Personal information
- Full name: Henry Irwin Haughton
- Date of birth: 2 January 1886
- Place of birth: Whanganui, New Zealand
- Date of death: 19 January 1958 (aged 72)
- Place of death: South Australia
- Original team(s): Northcote
- Height: 182 cm (6 ft 0 in)
- Weight: 83 kg (183 lb)
- Position(s): Defender/Ruck

Playing career^{1}
- Years: Club / Games (Goals)
- 1908–10: Northcote (VFA) / 18 (4)
- 1912–19: Carlton (VFL) / 113 (49)

Representative team honours
- Years: Team / Games (Goals)
- 1913–14: Victoria / ? (?)
- ^{1} Playing statistics correct to the end of 1922.^{2} Representative statistics correct as of 1914.

= Harry Haughton =

Australian rules footballer and coach

Henry Irwin Haughton (2 January 1886 – 19 January 1958) was an Australian rules footballer who played for Carlton in the Victorian Football League (VFL) during the 1910s.

==Football==
===Northcote (VFA)===
A versatile player from Northcote, Haughton was already 26 when recruited by Carlton but still managed to play for eight seasons.

===Carlton (VFL)===
He was a dual premiership player at Carlton, appearing in their winning 1914 and 1915 Grand Final teams. In the first Grand Final he was used on a half back flank but played in the ruck the following year. Haughton, a New Zealander by birth, was also a member of the side which lost the 1916 Grand Final.
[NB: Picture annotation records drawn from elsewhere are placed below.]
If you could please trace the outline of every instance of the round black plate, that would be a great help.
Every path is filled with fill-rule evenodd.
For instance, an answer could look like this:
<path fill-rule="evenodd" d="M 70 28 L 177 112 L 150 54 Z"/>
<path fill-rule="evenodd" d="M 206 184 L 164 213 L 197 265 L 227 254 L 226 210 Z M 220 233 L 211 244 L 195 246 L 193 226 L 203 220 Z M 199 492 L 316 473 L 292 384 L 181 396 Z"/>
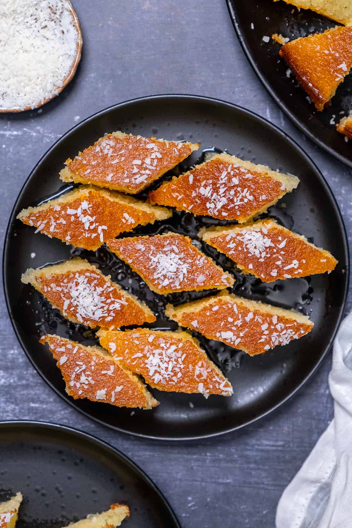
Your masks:
<path fill-rule="evenodd" d="M 352 167 L 350 140 L 336 130 L 334 123 L 348 116 L 352 108 L 352 79 L 348 76 L 332 98 L 332 105 L 322 112 L 307 100 L 307 94 L 294 75 L 286 74 L 288 65 L 280 58 L 280 45 L 271 39 L 281 33 L 290 40 L 321 33 L 336 24 L 325 17 L 273 0 L 227 0 L 240 42 L 252 67 L 281 110 L 313 141 L 349 167 Z M 254 29 L 252 29 L 253 24 Z M 264 35 L 269 42 L 263 40 Z"/>
<path fill-rule="evenodd" d="M 127 504 L 125 528 L 180 528 L 160 491 L 111 446 L 64 426 L 0 422 L 0 501 L 23 495 L 16 528 L 61 528 Z"/>
<path fill-rule="evenodd" d="M 61 183 L 58 173 L 64 159 L 104 133 L 114 130 L 180 140 L 192 138 L 201 142 L 201 149 L 228 149 L 244 159 L 297 175 L 301 178 L 298 188 L 286 196 L 280 206 L 272 208 L 270 214 L 331 251 L 339 260 L 330 275 L 265 285 L 241 275 L 233 263 L 214 255 L 212 248 L 203 245 L 204 251 L 235 275 L 235 291 L 287 308 L 296 307 L 309 314 L 315 324 L 309 335 L 255 357 L 201 336 L 202 345 L 232 383 L 234 394 L 231 398 L 212 396 L 206 400 L 198 394 L 155 390 L 160 404 L 152 411 L 136 410 L 132 413 L 130 409 L 100 402 L 74 400 L 65 392 L 61 372 L 51 354 L 38 344 L 40 336 L 48 332 L 84 343 L 92 341 L 91 332 L 65 321 L 39 294 L 20 281 L 27 268 L 62 260 L 72 254 L 99 262 L 104 272 L 111 273 L 113 280 L 145 298 L 160 314 L 154 327 L 175 328 L 175 324 L 163 315 L 165 298 L 150 292 L 137 275 L 105 249 L 95 253 L 72 251 L 59 240 L 35 234 L 34 229 L 15 220 L 23 208 L 57 192 Z M 152 234 L 172 229 L 196 238 L 202 225 L 218 223 L 209 218 L 195 220 L 190 213 L 175 213 L 171 220 L 135 232 Z M 32 252 L 35 253 L 34 258 Z M 11 216 L 4 249 L 4 277 L 8 311 L 20 342 L 33 365 L 60 396 L 87 416 L 120 431 L 162 439 L 191 439 L 218 435 L 263 416 L 294 393 L 315 371 L 331 345 L 343 314 L 348 252 L 343 222 L 326 182 L 286 134 L 255 114 L 229 103 L 191 96 L 156 96 L 121 103 L 89 118 L 46 153 L 25 184 Z M 185 302 L 208 293 L 175 294 L 167 300 Z"/>

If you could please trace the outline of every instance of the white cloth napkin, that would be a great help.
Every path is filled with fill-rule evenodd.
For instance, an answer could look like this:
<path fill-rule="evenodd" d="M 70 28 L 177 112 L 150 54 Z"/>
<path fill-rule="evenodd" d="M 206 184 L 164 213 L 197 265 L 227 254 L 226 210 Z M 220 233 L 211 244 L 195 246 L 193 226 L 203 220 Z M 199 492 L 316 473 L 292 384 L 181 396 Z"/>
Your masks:
<path fill-rule="evenodd" d="M 352 527 L 352 313 L 334 345 L 335 418 L 280 499 L 277 528 Z"/>

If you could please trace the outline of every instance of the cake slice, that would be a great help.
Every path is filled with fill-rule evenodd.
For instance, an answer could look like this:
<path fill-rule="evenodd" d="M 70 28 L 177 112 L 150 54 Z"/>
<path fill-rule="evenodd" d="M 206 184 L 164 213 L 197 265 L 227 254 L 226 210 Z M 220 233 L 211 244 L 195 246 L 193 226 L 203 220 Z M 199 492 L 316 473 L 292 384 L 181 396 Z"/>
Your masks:
<path fill-rule="evenodd" d="M 231 396 L 231 384 L 185 332 L 100 329 L 100 344 L 159 391 Z"/>
<path fill-rule="evenodd" d="M 352 27 L 339 26 L 300 37 L 284 44 L 279 53 L 321 110 L 352 66 Z"/>
<path fill-rule="evenodd" d="M 284 2 L 295 5 L 299 9 L 310 9 L 345 26 L 352 22 L 350 0 L 284 0 Z"/>
<path fill-rule="evenodd" d="M 107 246 L 162 295 L 175 291 L 223 289 L 234 279 L 192 244 L 176 233 L 154 237 L 110 239 Z"/>
<path fill-rule="evenodd" d="M 352 139 L 352 114 L 347 117 L 343 117 L 336 125 L 336 128 L 340 134 Z"/>
<path fill-rule="evenodd" d="M 100 138 L 74 159 L 66 159 L 60 178 L 135 194 L 198 148 L 199 143 L 113 132 Z"/>
<path fill-rule="evenodd" d="M 47 334 L 47 343 L 66 384 L 66 392 L 75 400 L 111 403 L 117 407 L 151 409 L 158 402 L 140 379 L 100 346 L 84 346 L 75 341 Z"/>
<path fill-rule="evenodd" d="M 9 501 L 0 503 L 0 528 L 15 528 L 22 498 L 18 492 Z"/>
<path fill-rule="evenodd" d="M 27 269 L 22 276 L 66 319 L 95 328 L 153 323 L 144 303 L 122 290 L 87 260 L 75 257 L 54 266 Z"/>
<path fill-rule="evenodd" d="M 240 227 L 203 228 L 198 235 L 244 273 L 264 282 L 330 272 L 337 264 L 329 251 L 271 219 Z"/>
<path fill-rule="evenodd" d="M 108 238 L 172 215 L 165 208 L 149 205 L 115 191 L 81 186 L 38 207 L 23 209 L 17 218 L 35 226 L 36 233 L 95 251 Z"/>
<path fill-rule="evenodd" d="M 151 191 L 148 201 L 242 222 L 266 211 L 299 182 L 264 165 L 219 154 Z"/>
<path fill-rule="evenodd" d="M 182 326 L 250 356 L 287 345 L 313 326 L 309 317 L 293 310 L 222 292 L 179 306 L 168 305 L 165 313 Z"/>

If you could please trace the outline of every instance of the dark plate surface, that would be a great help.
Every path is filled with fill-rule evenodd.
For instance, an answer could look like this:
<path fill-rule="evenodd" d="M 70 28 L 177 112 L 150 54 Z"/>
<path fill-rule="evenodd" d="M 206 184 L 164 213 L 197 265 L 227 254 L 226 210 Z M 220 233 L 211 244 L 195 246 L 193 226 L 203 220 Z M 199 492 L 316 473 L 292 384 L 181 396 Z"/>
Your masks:
<path fill-rule="evenodd" d="M 155 328 L 175 328 L 164 315 L 167 301 L 184 302 L 209 292 L 178 294 L 166 299 L 150 292 L 138 276 L 104 248 L 96 253 L 73 250 L 59 240 L 34 234 L 16 220 L 23 208 L 38 204 L 60 188 L 58 173 L 68 156 L 114 130 L 201 142 L 200 149 L 216 146 L 256 163 L 294 174 L 298 189 L 287 195 L 270 214 L 286 227 L 304 234 L 330 250 L 339 260 L 330 275 L 277 281 L 264 285 L 239 274 L 233 263 L 204 251 L 233 272 L 234 290 L 240 295 L 296 308 L 309 315 L 312 332 L 284 347 L 254 357 L 200 336 L 202 346 L 228 375 L 231 398 L 163 393 L 153 390 L 160 404 L 151 411 L 135 412 L 68 396 L 61 374 L 49 351 L 38 344 L 41 335 L 58 333 L 85 344 L 94 342 L 91 332 L 65 321 L 29 286 L 21 282 L 28 267 L 37 267 L 81 254 L 98 262 L 103 272 L 142 298 L 158 312 Z M 195 156 L 194 155 L 196 155 Z M 199 154 L 193 153 L 191 162 Z M 180 168 L 186 168 L 187 161 Z M 158 184 L 157 184 L 158 185 Z M 177 212 L 172 219 L 145 226 L 135 232 L 153 234 L 170 229 L 196 238 L 202 225 L 215 220 Z M 31 258 L 31 253 L 35 253 Z M 20 342 L 34 366 L 50 386 L 77 409 L 105 425 L 131 434 L 163 439 L 190 439 L 220 434 L 264 416 L 293 394 L 315 371 L 332 344 L 342 317 L 348 282 L 348 251 L 343 222 L 322 176 L 306 154 L 284 133 L 255 114 L 229 103 L 191 96 L 156 96 L 122 103 L 89 118 L 60 139 L 43 156 L 25 183 L 10 219 L 4 254 L 5 296 Z M 198 336 L 198 337 L 199 337 Z"/>
<path fill-rule="evenodd" d="M 271 39 L 280 34 L 290 40 L 321 33 L 336 23 L 309 10 L 273 0 L 227 0 L 240 42 L 251 65 L 281 110 L 322 148 L 352 167 L 352 146 L 335 128 L 335 123 L 352 110 L 352 78 L 348 76 L 337 89 L 331 106 L 318 112 L 307 100 L 288 65 L 279 55 L 280 45 Z M 251 24 L 253 25 L 252 29 Z M 270 37 L 269 42 L 263 36 Z"/>
<path fill-rule="evenodd" d="M 0 501 L 20 491 L 16 528 L 61 528 L 127 504 L 125 528 L 180 528 L 171 507 L 127 457 L 94 437 L 42 422 L 0 422 Z"/>

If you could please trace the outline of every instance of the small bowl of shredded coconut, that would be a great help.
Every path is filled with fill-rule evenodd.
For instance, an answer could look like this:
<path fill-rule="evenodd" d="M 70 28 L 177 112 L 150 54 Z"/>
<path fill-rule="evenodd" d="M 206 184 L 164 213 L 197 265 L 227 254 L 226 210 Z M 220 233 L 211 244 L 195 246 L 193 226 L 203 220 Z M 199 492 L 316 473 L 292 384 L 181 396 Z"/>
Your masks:
<path fill-rule="evenodd" d="M 0 2 L 0 112 L 37 108 L 73 77 L 82 33 L 69 0 Z"/>

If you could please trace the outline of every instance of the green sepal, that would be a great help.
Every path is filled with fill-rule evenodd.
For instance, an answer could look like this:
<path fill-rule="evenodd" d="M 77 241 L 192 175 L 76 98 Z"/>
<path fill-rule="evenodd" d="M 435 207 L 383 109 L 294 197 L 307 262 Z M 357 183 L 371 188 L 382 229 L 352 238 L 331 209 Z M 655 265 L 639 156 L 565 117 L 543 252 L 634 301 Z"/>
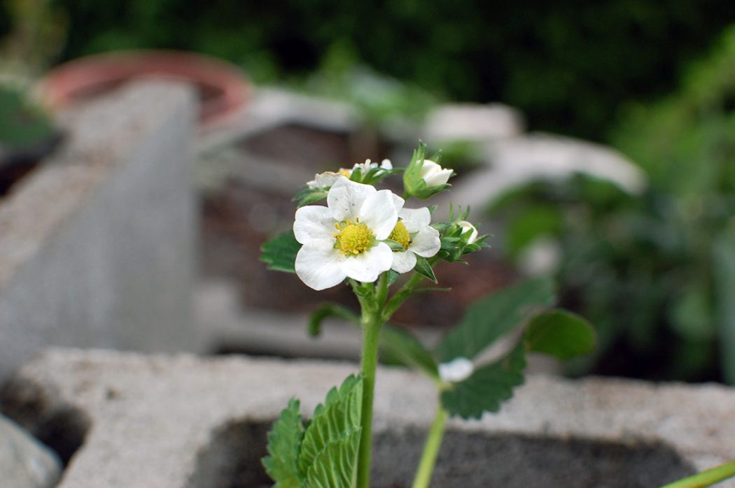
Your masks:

===Representative teams===
While at Carlton he represented the VFL at interstate football in 1913 and at the 1914 Sydney Carnival.

===Williamstown (VFA)===
He finished his career back in the Victorian Football Association where he was appointed captain-coach of Williamstown in 1920. He stepped down from the coaching role in 1921 but stayed on as a player and starred at centre half-forward in Williamstown's premiership victory over Footscray at Fitzroy's Brunswick St Oval, where Williamstown defeated Footscray by 3 goals, 8.9 to 5.9. He played on at age 36 until half-way through 1922 before taking up a country coaching position. He played a total of 45 games and kicked 72 goals during his time at Williamstown.